I wanted my phone to work with IPv6 even the network I connected (mainly my cellular) has no IPv6. Is there a workaround for that? I set my OpenVPN server as IPv4 + IPv6 and my phone seems to have a local IP right now

A OpenVPN server (pfSense side) and the OpenVPN client (the phone side) will be using tunnel that can only be IPv4. After all, your phone service provider doesn't do IPv6.
So, the tunnel uses an IPv4. You can see this tunnel as a virtual wire. What goes into this tunnel, IPv4 packets or IPv6, that up to you to decide.
Typically, if your phone supports IPv6 and you have a prefix for your your OpenServer, then the OpenVPN server can assign to your phone and IPv4 and an IPv6 out of this prefix.
Normally, you would be using a dedicated prefix for your LAN and another dedicated prefix for your, for example, DMZ, and yet another one for your OpenVPN server.
ISPs most often have avaible for you a /56 or 256 prefixes. So, in theory, your pfSense could have 256 LANs with a usable IPv6 connectivity ^^

If you have only one prefix, and want to share that over several local pfSense networks ("LANs") like LAN, DMZ, OPT, and OpenVPN then things get a bit ... not sure .... messy.

@crazypotato142 said in [solved] WAN gets IPv6 but LAN can't:

(mainly my cellular) has no IPv6

Then no need to make the OpenVPN answer the line over IPv4 and IPv6. IPv4 will be the only one being used for the tunnel.

That's a bit strange, more and more phone carriers are created, and the recent ones don't have any IPv4 for their clients. Only IPv6 - as there are no more IPv4 left. If they offer your phone an Ipv4, then that will be a CGNAT or DSlite type of IPv4. This would work just fine for OpenVPN, though.

eagle61

@crazypotato142 said in [solved] WAN gets IPv6 but LAN can't:

Tho my ISP provides symmetric gigabit internet & static IP for only €15 so I'll ignore that

This is really very affordable. Here we have to pay at least three times as much for a fiber and not less then € 30 for a simple old DSL copper cable.

crazypotato142

@Gertjan
But the device gets IPv6 over OpenVPN tunnel. Wouldn't that mean it has the connectivity and with a prefix translation I could use IPv6? Like Teredo or HE.

@eagle61

This is really very affordable. Here we have to pay at least three times as much for a fiber and not less then € 30 for a simple old DSL copper cable.

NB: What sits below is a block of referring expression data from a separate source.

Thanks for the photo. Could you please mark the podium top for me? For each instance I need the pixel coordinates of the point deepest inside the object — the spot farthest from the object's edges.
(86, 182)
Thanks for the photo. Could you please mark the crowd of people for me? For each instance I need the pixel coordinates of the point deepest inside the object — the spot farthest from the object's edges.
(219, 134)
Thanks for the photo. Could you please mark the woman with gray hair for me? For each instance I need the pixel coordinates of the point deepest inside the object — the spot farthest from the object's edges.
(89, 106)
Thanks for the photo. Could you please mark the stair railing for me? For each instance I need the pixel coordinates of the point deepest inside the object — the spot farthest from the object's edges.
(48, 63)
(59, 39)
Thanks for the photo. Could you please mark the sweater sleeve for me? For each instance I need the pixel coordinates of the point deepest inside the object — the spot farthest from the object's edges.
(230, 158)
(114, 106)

That's unfortunate. I'm just lucky because they only offer that only over their own infrastructure and it's not very wide. The carrier and the other 2 popular ISP's have way more expensive prices but still not as much as yours.

Gertjan

@crazypotato142 said in [solved] WAN gets IPv6 but LAN can't:

Wouldn't that mean it has the connectivity and with a prefix translation I could use IPv6? Like Teredo or HE.

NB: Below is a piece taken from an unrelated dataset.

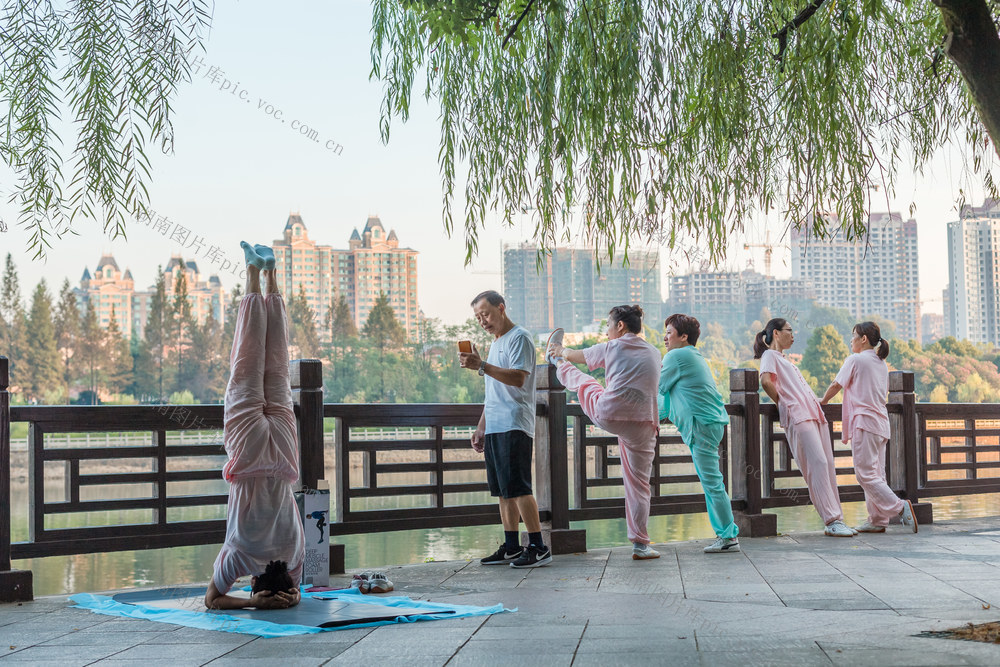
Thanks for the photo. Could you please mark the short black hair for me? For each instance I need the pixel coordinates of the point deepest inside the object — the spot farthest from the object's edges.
(492, 296)
(685, 324)
(631, 316)
(274, 578)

Imho : don't invest any time in using Toredo. That's a dying concept.
HE (tunnel broker) is something else. I've been using it for years, as they implement a clean and close to perfect, one of the best IPv6 implementations. Their services are not free ! That is, it won't cost you any money, and they even send you a free (yes) T-Shirt when you finish their IPv6 certification process. It's back to school-time-again, and do their multiple choice exam.
They offer a /64 to start with, but don't bother, go for the whopping /48 right way 65535 prefixes.
Your WAN will have a IPv6 GUA.
Downsides :
The POP needs to be close to you.
The connection can be interpreted by the site you visit as some sort of VPN connection (there is a work around available if you use pfBlockerng).
The POPs can be crowed, so the speed won't be stellar.